A proliferação da comunicação via web, por meio de emails e redes sociais e a facilidade de acesso e uso dos dispositivos móveis como tablets, smartphones e pendrives, dificulta o controle sobre o movimento da informação nos meios eletrônicos e dispositivos pessoais ou corporativos.
O uso de iPads para ler e enviar emails da empresa ou para acessar informações gerenciais vem tornando-se prática comum nas organizações, assim como o uso de redes sociais para fins pessoais, profissionais e empresariais.
O fato é que crescem os casos de roubo de propriedade intelectual, de exposição de dados estratégicos das organizações e de vazamentos de informações confidenciais. Delinear e controlar as fronteiras da informação corporativa tem sido um enorme desafio para os executivos das organizações.

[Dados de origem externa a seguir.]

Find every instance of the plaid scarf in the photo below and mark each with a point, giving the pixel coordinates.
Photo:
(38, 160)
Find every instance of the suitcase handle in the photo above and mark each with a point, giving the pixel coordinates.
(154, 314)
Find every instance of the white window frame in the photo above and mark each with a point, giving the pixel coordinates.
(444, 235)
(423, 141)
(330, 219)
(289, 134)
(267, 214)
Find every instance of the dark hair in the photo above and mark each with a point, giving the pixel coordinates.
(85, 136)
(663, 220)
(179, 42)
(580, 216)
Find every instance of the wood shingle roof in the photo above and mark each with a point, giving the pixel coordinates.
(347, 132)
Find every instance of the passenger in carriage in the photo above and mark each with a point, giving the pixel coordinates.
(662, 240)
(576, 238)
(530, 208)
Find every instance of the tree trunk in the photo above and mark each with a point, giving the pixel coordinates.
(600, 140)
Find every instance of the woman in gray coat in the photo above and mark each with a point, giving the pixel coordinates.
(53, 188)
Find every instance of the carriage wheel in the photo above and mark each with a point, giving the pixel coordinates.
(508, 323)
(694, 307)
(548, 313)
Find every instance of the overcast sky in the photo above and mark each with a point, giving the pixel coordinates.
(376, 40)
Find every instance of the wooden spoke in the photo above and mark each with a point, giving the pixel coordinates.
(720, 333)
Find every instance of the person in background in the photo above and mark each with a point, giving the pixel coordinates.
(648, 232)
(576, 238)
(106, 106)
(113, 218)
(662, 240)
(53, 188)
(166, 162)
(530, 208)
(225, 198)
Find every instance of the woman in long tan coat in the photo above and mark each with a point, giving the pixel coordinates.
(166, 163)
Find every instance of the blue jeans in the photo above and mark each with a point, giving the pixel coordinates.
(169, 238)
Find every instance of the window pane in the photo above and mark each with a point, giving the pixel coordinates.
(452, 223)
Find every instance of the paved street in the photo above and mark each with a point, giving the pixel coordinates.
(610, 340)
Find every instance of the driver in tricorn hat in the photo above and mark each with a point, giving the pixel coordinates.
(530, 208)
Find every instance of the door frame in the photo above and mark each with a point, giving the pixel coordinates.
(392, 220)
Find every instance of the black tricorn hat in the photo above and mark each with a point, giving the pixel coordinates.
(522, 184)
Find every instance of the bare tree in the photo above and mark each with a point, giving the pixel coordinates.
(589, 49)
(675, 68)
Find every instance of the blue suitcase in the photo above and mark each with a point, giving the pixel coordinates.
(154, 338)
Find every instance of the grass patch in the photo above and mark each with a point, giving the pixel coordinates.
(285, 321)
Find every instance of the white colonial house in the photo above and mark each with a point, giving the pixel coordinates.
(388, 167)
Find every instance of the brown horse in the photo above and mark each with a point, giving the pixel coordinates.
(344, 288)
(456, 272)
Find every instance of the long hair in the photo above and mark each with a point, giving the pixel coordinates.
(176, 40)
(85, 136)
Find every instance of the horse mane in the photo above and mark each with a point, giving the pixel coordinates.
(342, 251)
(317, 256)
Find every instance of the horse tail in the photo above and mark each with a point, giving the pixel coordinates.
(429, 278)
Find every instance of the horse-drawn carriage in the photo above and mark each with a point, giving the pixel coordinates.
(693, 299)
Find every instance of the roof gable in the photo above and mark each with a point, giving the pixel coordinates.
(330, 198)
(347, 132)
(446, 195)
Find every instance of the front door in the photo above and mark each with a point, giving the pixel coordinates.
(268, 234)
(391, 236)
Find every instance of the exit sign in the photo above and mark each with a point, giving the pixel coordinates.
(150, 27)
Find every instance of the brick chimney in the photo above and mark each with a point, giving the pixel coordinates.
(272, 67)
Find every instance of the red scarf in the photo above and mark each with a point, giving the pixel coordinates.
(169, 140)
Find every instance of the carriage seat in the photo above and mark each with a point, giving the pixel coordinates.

Na edição 2011 da Pesquisa Global de Segurança da Informação da PwC, realizada com cerca de 13 mil executivos em todo mundo, os resultados apontam que a principal estratégia para a mitigação de riscos relacionados à segurança das informações está relacionada a proteção de dados, com 71% das indicações gerais da pesquisa.
O tema está claramente na agenda dos executivos de todo o Brasil. De acordo com a pesquisa, 83% dos respondentes brasileiros indicam proteção de dados como “importante”, “muito importante” ou “prioridade imediata”.
Porém não é claro até que ponto este elevado interesse no tema está relacionado a incidentes de vazamentos de dados previamente ocorridos ou devido a novos fatores de risco, como dispositivos móveis e redes sociais.
Mas o fato é que nos quatro últimos anos da pesquisa, os resultados apontam que os impactos para os negócios resultantes de incidentes de segurança, de perdas financeiras a comprometimento da marca e da reputação da organização, aumentaram em mais de 233%.
Este é um dado que, apesar de aparentemente negativo, pode ser encarado de outra forma, uma vez que a proteção da informação deixa de ser preocupação exclusiva dos profissionais de Tecnologia da informação e passa definitivamente para a agenda do Diretor Financeiro e do Presidente das organizações.
* por Jerri Ribeiro, sócio da PwC Brasil da área de Consultoria de Gestão de negócios para a Região Sul.